Es besteht ein Zwang, mehr Leistungen zu erbringen und exakt zu dokumentieren, gleichzeitig aber die Patienten nicht zu lange in den Klinikbetten zu halten. Angestoßen worden sei durch die DRG ein Wettbewerbssystem, bei dem „juristische Akribie mit dem neoliberalen Zeitgeist“ zusammengefallen seien. Als durch die Änderung der Behandlungsstrategie eine deutliche Kostensteigerung erkennbar wurde, sei ein Abschlagssystem bei jenen Mehrleistungen eingeführt worden, die über das vereinbarte Budget hinausgehen. Das sei ein Beispiel für die deutsche „Regulierungsspirale“: Wenn sich Ideen in der Praxis als untauglich erweisen, antworte man darauf mit immer neuen Detailvorschriften.

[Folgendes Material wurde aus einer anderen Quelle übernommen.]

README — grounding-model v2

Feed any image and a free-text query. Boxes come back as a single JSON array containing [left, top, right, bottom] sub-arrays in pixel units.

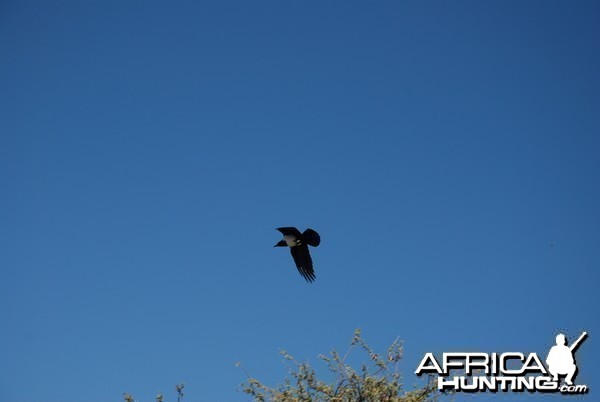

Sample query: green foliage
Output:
[[242, 329, 438, 402]]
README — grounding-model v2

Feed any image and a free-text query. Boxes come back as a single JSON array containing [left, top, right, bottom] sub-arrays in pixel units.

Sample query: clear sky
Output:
[[0, 0, 600, 402]]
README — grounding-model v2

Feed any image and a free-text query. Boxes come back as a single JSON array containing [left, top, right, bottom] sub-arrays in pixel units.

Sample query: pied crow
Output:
[[273, 227, 321, 282]]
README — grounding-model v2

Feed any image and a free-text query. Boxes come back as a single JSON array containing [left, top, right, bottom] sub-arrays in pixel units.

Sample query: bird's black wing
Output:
[[302, 229, 321, 247], [277, 227, 302, 239], [290, 244, 316, 282]]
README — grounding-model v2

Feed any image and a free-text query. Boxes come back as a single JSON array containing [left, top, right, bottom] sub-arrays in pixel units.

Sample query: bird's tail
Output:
[[302, 229, 321, 247]]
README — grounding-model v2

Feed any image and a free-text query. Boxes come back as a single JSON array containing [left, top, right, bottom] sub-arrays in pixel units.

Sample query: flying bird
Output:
[[273, 227, 321, 282]]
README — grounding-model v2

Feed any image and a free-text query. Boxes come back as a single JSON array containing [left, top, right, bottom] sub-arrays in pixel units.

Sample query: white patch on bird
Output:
[[283, 235, 297, 247]]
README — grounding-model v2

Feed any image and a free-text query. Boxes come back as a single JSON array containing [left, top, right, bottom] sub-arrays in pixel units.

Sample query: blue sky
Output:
[[0, 0, 600, 402]]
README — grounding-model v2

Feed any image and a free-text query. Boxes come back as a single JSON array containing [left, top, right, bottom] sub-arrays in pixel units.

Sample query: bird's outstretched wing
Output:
[[290, 244, 316, 282], [302, 229, 321, 247], [277, 227, 302, 239]]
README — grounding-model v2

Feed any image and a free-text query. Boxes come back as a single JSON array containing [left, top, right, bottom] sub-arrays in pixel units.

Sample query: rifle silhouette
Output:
[[569, 331, 587, 352]]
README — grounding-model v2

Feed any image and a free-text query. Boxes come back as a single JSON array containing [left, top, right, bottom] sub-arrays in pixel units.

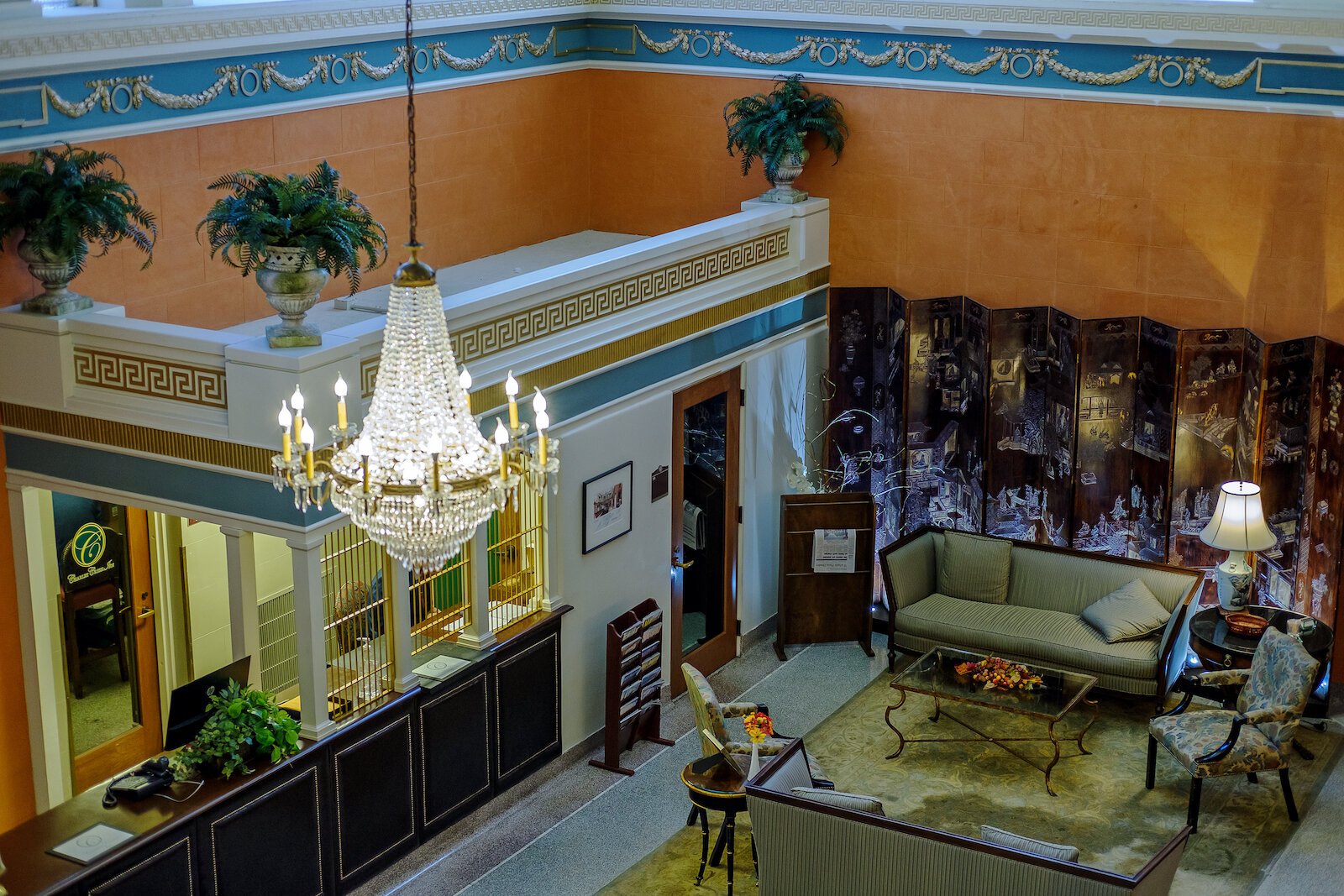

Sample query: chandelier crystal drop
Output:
[[331, 263, 517, 569]]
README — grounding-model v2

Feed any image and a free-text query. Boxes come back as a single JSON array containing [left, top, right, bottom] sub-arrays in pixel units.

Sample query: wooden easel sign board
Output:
[[774, 491, 876, 659]]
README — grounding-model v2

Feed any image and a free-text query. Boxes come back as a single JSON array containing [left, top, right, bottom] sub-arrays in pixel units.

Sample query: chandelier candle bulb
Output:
[[336, 374, 349, 427], [495, 422, 512, 479], [533, 411, 551, 468], [298, 421, 318, 481], [496, 371, 517, 429], [280, 401, 294, 464], [425, 435, 444, 491], [289, 385, 304, 438]]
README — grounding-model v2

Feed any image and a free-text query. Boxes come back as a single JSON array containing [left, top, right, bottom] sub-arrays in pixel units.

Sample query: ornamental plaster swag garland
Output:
[[42, 24, 1262, 118]]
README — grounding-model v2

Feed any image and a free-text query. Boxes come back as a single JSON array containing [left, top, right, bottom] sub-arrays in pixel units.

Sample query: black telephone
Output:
[[102, 757, 173, 809]]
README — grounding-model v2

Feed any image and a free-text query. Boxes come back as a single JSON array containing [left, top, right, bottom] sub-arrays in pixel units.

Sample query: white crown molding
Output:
[[8, 0, 1344, 78]]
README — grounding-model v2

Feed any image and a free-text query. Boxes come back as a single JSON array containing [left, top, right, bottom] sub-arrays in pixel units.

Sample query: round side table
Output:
[[681, 757, 755, 896], [1189, 605, 1335, 759]]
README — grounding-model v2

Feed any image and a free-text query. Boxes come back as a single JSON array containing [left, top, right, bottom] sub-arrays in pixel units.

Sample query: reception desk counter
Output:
[[0, 605, 570, 896]]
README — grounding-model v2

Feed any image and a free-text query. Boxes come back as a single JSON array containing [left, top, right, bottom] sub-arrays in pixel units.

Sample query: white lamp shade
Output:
[[1199, 479, 1278, 551]]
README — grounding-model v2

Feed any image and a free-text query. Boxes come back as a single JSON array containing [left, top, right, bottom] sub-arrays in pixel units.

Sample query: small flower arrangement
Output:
[[956, 657, 1044, 690], [742, 712, 774, 744]]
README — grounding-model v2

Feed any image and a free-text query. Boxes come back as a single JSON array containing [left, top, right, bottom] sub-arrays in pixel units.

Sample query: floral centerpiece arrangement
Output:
[[956, 657, 1044, 690], [742, 712, 774, 778]]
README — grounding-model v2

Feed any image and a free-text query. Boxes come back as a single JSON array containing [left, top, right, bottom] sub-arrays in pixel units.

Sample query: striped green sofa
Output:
[[746, 740, 1191, 896], [880, 527, 1203, 697]]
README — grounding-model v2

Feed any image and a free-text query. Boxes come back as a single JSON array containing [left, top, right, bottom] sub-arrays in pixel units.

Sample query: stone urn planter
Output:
[[16, 238, 92, 314], [761, 140, 811, 206], [257, 246, 328, 348]]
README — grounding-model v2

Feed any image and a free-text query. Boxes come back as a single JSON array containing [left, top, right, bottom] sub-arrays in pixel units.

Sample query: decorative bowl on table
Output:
[[1223, 612, 1268, 638], [954, 657, 1044, 690]]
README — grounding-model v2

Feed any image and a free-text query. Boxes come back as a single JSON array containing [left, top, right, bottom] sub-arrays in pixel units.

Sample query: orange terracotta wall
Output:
[[591, 71, 1344, 341], [0, 71, 589, 329]]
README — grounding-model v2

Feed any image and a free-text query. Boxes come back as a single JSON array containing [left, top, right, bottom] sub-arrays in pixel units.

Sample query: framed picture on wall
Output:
[[583, 461, 634, 553]]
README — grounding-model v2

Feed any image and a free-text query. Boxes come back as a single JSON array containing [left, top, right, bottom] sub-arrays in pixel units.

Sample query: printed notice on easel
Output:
[[811, 529, 858, 572]]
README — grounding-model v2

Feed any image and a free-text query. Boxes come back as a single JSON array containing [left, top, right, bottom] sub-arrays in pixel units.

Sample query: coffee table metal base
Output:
[[885, 690, 1098, 797]]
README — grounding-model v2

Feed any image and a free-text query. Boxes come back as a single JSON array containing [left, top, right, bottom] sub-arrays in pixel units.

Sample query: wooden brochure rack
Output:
[[774, 491, 876, 659], [589, 598, 672, 775]]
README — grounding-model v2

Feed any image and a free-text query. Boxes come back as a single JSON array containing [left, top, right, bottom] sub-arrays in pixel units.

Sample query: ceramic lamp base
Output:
[[1214, 551, 1252, 612]]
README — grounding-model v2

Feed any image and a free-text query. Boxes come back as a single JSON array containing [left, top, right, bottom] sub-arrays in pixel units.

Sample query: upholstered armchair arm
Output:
[[1194, 715, 1247, 766], [1242, 706, 1299, 726], [1196, 669, 1252, 685], [719, 703, 770, 719]]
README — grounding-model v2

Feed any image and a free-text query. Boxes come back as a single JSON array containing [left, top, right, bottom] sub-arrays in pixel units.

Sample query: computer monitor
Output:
[[164, 657, 251, 750]]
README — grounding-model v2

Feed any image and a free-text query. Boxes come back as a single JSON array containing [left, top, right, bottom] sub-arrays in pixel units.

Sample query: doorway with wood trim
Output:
[[669, 368, 742, 693], [52, 493, 163, 793]]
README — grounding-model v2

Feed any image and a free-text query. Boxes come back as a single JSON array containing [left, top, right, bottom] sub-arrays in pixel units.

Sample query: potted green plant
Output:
[[0, 144, 159, 314], [723, 76, 849, 203], [197, 161, 387, 348], [170, 681, 298, 780]]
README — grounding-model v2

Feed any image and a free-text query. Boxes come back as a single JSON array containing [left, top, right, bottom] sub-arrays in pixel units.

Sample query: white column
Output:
[[457, 524, 496, 650], [387, 556, 419, 693], [219, 527, 260, 686], [9, 485, 74, 811], [286, 535, 336, 740]]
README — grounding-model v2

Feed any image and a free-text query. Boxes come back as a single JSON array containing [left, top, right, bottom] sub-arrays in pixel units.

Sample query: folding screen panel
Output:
[[809, 287, 906, 544], [900, 296, 990, 532], [1073, 317, 1140, 558], [984, 307, 1078, 545], [1255, 338, 1317, 612]]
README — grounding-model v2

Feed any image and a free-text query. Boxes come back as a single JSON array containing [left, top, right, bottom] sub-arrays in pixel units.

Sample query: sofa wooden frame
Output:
[[878, 525, 1205, 710]]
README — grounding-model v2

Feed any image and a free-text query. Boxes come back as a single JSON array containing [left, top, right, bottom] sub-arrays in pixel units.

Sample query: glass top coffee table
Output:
[[885, 647, 1097, 797]]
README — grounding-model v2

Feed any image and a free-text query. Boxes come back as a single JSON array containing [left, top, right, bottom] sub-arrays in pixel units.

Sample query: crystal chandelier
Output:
[[271, 0, 559, 571]]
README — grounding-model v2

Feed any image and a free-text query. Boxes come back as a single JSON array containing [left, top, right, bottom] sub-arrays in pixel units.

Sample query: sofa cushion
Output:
[[1080, 579, 1172, 643], [793, 787, 887, 815], [896, 594, 1158, 679], [979, 825, 1078, 862], [938, 532, 1012, 603]]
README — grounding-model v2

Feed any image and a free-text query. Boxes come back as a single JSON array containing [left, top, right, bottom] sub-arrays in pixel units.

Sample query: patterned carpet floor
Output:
[[602, 674, 1344, 896]]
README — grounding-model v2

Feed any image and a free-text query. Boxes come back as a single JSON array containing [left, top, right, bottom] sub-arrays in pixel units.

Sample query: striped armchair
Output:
[[681, 663, 831, 787], [1144, 629, 1319, 829]]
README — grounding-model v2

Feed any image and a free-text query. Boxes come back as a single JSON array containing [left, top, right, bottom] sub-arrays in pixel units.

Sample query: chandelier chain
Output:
[[405, 0, 418, 246]]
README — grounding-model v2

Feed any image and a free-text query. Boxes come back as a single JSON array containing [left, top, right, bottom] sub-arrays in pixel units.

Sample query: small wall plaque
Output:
[[649, 466, 668, 501]]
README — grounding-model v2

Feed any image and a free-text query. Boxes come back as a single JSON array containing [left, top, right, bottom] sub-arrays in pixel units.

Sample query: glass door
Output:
[[52, 502, 163, 793], [670, 369, 741, 693]]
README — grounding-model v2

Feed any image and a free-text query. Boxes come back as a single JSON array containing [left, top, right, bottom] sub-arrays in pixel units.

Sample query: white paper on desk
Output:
[[811, 529, 858, 572]]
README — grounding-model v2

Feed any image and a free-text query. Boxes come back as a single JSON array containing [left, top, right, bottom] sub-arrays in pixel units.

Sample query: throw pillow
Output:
[[1082, 579, 1172, 643], [793, 787, 887, 817], [938, 532, 1012, 603], [979, 825, 1078, 862]]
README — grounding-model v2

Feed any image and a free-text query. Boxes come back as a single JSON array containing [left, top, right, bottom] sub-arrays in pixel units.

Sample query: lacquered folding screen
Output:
[[828, 289, 1344, 631]]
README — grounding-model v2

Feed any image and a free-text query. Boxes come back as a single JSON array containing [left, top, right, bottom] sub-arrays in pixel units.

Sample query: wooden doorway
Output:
[[669, 368, 742, 693], [70, 506, 163, 793]]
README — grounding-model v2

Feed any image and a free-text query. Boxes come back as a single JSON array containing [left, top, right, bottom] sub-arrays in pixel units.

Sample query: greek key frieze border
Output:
[[74, 345, 228, 411], [359, 227, 789, 398]]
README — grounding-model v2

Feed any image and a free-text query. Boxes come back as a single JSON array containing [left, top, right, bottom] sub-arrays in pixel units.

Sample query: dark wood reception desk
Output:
[[0, 605, 570, 896]]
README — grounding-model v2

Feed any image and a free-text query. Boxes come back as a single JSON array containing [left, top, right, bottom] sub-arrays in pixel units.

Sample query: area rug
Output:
[[601, 674, 1344, 896]]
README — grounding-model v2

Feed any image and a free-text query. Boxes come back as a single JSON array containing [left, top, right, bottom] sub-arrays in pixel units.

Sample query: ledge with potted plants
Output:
[[723, 74, 849, 204], [0, 144, 159, 314], [197, 161, 387, 348]]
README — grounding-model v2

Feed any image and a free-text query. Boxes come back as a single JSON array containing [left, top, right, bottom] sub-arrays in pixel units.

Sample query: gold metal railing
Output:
[[486, 484, 546, 631], [323, 524, 391, 720], [412, 544, 472, 654]]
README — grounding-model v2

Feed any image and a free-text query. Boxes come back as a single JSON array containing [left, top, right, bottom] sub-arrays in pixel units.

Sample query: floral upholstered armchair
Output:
[[681, 663, 831, 787], [1144, 629, 1319, 829]]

Hierzu gehört laut Bohlmann auch die „Pflegepersonaluntergrenzenverordnung“, die eingeführt worden sei, als den Kliniken unterstellt wurde, überdurchschnittlich Pflegepersonalkosten einzusparen. Mit ihr wurde der Anteil der Pflegenden pro Patient vorgeschrieben. Aber in Zeiten des Fachkräftemangels sei dieser schwer zu erreichen – und das führe dann mitunter zu Stationsschließungen, da andernfalls hohe Strafzahlungen drohten. In einer Situation, in der zu wenige Fachkräfte verfügbar sind, zwinge das die Kliniken alternativ dazu, sich teure Leih-Pflegekräfte von Zeitarbeitsfirmen zu organisieren. Die bedrohliche „Expansion der Leiharbeit im Gesundheitswesen“ verursache nach Stichproben 25 Prozent der Verluste der Krankenhäuser. Dass der Bundesgesetzgeber die Leiharbeit nicht reguliere, sondern die Forderung mit fadenscheinigen Argumenten abwehre, sei frappierend. „Das zeigt leider, wie weit der Bundesgesetzgeber von der Praxis entfernt ist“, sagt Bohlmann.